Ferguson started a petition on change.org Tuesday to gather support against efforts to take the statue down. Thousands have already signed it and the number of signatures continued to grow Wednesday.
“It’s about principle,” Ferguson said. “There’s so much going on in this country right now, there’s so many divided relations, this is not a symbol of hate.”
Gym wants the statue of the former mayor and police commissioner to be removed. Gym and others are troubled by allegations that African-Americans were routinely targeted and brutalized during Rizzo’s tenure from the late 60’s to 1980.
“There is a longstanding legacy around racism we have to have hard conversations about,” Gym told Eyewitness News on Tuesday.
She added, “This is not about history. This is about who the city chooses to honor in the heart of our city.”
Ferguson said he would love to have a conversation with city officials and is open to having the statue moved, just not destroyed.
“There’s a mural down at the Italian Market, maybe we could put it over there with the mural,” he said. “There’s a little park there. There’s all kinds of options.”

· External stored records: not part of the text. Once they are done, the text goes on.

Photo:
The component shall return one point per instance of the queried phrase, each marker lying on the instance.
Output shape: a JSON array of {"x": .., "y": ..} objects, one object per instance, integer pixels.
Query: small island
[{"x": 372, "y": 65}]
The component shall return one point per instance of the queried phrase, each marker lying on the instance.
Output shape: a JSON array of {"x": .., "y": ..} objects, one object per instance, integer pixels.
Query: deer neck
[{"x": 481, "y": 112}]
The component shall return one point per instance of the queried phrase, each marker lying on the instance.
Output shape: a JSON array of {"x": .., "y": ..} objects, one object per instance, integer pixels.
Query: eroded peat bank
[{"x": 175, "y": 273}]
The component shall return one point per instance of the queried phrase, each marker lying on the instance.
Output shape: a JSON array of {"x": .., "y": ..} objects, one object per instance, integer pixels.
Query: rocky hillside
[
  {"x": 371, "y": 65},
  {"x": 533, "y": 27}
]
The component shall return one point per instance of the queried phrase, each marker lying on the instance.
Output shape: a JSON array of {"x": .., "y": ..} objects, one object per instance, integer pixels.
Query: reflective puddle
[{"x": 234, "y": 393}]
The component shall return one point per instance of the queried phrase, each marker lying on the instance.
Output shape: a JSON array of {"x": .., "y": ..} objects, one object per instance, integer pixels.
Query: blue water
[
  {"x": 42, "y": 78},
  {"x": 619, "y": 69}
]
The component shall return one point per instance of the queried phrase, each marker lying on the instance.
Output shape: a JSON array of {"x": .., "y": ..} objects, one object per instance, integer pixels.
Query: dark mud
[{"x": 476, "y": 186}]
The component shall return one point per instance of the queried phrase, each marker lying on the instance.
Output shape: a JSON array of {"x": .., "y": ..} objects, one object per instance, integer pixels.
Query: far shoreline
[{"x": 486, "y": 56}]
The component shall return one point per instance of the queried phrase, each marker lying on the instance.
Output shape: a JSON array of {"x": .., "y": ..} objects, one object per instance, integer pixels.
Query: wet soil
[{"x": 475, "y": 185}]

Police have set up a barrier around the statue after the statue was egged. Police took into custody a 25-year-old man from Maplewood, New Jersey, following the incident that happened around 10:45 a.m. He has been charged with disorderly conduct and criminal mischief.
On Wednesday afternoon, the Office of Emergency Management sent up a mobile surveillance system next to it.
Philadelphians are split over whether Rizzo’s statue should go.
“Anything that symbolizes racism? Take it down. It’s real simple,” said Pam Williams of West Philadelphia.
“He was the guy who had to take care of business. At that time, at that era, Pennsylvania and Philadelphia, we needed that. We needed that, so I like the statue,” said Melvin Carter of North Philadelphia.
More than 13,000 people have signed the petition so far to keep the statue.